Insurer Beazley cuts CEO and finance chief pay after results error

Insurance firm Lloyd’s of London Beazley has cut the total pay of its chief executive and group finance director after its full-year results were found to contain errors in the number of shares used to calculate awards.

The insurer, which recently entered the FTSE 100 due to a rise in commercial insurance prices, made a stock exchange announcement on Wednesday to clarify the correct remuneration numbers.

Chief executive Adrian Cox will receive £1.5m in total remuneration for 2022, some £138,000 less after the revision, it said. Finance chief Sally Lake will receive almost £1.2 million, or £108,000 less than previously projected.

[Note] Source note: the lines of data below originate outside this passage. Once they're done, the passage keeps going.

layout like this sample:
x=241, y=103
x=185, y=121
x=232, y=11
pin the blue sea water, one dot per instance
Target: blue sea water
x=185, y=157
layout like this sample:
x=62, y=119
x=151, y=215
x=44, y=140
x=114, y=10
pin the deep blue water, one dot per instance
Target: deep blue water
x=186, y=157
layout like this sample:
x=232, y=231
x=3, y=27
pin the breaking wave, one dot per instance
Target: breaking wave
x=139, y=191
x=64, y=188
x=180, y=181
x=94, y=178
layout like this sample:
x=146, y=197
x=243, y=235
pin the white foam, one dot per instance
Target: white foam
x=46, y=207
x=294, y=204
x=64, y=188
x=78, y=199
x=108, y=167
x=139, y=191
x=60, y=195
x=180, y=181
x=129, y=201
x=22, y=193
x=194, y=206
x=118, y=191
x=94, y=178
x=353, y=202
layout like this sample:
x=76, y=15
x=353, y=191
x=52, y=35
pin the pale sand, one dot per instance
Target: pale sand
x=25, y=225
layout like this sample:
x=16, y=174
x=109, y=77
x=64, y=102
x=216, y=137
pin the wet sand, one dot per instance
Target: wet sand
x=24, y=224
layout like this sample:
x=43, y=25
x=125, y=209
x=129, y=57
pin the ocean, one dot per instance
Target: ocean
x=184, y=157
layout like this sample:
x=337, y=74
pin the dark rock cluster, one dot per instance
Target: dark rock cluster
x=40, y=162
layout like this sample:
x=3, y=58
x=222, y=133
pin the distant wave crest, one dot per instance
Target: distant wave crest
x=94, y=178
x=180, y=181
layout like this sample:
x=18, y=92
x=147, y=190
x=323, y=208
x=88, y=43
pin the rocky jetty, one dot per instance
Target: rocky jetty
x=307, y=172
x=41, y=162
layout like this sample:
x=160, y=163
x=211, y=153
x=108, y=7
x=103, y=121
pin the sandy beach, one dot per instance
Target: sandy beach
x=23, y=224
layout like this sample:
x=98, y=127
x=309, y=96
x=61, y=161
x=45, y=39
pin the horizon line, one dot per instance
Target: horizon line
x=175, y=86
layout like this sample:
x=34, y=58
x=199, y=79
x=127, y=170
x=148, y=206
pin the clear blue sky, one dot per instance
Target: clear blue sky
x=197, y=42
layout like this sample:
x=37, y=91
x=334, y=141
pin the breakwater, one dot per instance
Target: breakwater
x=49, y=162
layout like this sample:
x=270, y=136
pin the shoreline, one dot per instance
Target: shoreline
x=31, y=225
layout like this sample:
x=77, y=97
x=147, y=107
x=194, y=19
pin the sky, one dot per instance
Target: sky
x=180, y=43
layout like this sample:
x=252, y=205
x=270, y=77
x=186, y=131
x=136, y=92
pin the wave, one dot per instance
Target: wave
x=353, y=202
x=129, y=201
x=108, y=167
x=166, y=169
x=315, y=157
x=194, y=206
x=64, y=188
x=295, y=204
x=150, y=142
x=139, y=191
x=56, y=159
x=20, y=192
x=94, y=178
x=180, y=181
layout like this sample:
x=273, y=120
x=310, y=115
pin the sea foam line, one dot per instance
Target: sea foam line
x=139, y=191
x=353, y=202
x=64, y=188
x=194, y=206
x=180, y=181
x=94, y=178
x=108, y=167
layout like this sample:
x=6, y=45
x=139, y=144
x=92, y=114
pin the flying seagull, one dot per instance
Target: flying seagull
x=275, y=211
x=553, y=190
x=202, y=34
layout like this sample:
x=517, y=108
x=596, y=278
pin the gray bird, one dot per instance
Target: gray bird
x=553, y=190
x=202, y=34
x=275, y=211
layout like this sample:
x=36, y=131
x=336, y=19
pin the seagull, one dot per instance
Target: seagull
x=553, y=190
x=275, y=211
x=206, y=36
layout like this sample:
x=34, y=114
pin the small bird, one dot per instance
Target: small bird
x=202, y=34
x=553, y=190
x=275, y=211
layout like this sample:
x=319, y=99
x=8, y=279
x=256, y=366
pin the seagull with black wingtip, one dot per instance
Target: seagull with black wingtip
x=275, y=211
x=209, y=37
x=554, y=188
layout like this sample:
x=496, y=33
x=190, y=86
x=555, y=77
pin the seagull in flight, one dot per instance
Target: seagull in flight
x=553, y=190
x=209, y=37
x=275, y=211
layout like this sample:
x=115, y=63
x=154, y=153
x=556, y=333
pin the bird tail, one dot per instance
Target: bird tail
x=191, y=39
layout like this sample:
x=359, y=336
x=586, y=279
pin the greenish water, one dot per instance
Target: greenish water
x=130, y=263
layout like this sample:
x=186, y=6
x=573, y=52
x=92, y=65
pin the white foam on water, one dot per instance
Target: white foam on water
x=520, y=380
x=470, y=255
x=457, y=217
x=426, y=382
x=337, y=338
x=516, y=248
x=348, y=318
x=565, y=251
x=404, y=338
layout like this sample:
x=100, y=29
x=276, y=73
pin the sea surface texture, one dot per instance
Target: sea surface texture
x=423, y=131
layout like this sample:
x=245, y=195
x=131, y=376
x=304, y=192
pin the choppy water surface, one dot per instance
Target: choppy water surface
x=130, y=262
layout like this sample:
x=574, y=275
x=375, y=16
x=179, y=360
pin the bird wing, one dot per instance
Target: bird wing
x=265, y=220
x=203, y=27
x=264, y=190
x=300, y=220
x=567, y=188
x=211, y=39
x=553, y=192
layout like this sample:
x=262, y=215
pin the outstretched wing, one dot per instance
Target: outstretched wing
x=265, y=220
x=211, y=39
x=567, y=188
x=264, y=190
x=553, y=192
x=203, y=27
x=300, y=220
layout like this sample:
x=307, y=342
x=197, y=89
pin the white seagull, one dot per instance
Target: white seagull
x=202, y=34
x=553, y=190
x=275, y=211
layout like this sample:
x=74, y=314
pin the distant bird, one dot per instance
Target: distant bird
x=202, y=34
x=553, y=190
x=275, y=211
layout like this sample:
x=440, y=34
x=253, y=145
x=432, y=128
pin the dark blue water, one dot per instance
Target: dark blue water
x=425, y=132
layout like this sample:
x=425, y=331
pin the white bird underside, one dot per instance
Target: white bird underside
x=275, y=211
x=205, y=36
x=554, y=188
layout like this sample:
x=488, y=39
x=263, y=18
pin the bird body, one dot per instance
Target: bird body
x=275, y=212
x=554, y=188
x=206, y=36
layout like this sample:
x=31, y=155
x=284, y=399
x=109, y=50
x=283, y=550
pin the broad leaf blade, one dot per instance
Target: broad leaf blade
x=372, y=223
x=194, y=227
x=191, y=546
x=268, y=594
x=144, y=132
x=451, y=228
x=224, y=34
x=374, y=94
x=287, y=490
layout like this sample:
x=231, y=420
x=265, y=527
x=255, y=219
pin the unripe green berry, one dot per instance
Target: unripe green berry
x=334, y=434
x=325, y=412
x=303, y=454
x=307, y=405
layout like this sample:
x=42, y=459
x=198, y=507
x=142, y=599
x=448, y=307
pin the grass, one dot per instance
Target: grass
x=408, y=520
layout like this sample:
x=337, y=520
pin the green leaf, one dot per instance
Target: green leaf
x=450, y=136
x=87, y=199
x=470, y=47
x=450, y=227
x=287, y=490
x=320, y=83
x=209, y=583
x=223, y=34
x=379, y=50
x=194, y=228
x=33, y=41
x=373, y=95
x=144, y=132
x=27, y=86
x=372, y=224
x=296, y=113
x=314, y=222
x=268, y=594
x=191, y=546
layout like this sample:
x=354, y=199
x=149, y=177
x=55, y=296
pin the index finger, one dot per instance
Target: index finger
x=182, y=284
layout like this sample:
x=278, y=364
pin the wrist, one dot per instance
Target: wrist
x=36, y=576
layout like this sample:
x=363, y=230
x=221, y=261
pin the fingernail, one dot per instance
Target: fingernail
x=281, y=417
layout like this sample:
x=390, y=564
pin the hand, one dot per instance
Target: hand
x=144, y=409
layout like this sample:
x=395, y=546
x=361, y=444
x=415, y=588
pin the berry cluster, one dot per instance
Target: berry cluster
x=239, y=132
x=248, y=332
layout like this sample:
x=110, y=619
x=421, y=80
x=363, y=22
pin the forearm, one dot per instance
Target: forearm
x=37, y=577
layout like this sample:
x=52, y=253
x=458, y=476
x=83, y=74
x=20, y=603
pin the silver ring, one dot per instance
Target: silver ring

The change stems from a long-term incentive plan, designed to reward senior management for measuring shareholder value. Executive fixed salaries and bonuses are not affected by these changes. No money was paid, according to people familiar with the matter.

The Alphaville FT blog identified an error in the account on Monday, suggesting the wrong number of shares had been used for a certain balance sheet size.

On Tuesday, Beazley confirmed the error, saying that both net assets per share and net tangible assets per share — key measures of book value for shareholders — were wrong. It has used the weighted average number of shares for the year, when it should use the closing number of shares at the end of December.

Insurers then followed up with Wednesday’s announcement that adjusted for long-term incentive plans.

Beazley’s shares have risen 50 percent over the past year as insurance prices in areas such as property and cyber catastrophe cover. But they fell 7 percent over the past month after results showed a weaker revenue trend toward the end of the year.

In cyber insurance, brokers and buyers have been agitating over new exclusions written into policies intended to ensure that businesses will not be protected from state-sponsored attacks. Lloyd’s insurers have a deadline of the end of this month for contracts written on the market to have the exemption.

Speaking to the Financial Times last week, Cox said Beazley’s own exemption for war-related attacks was a “thing to do” to remove uncertainty, and was being pushed by regulators and reinsurers. But he admits it has affected the company’s growth rate as commercial customers choose to buy elsewhere.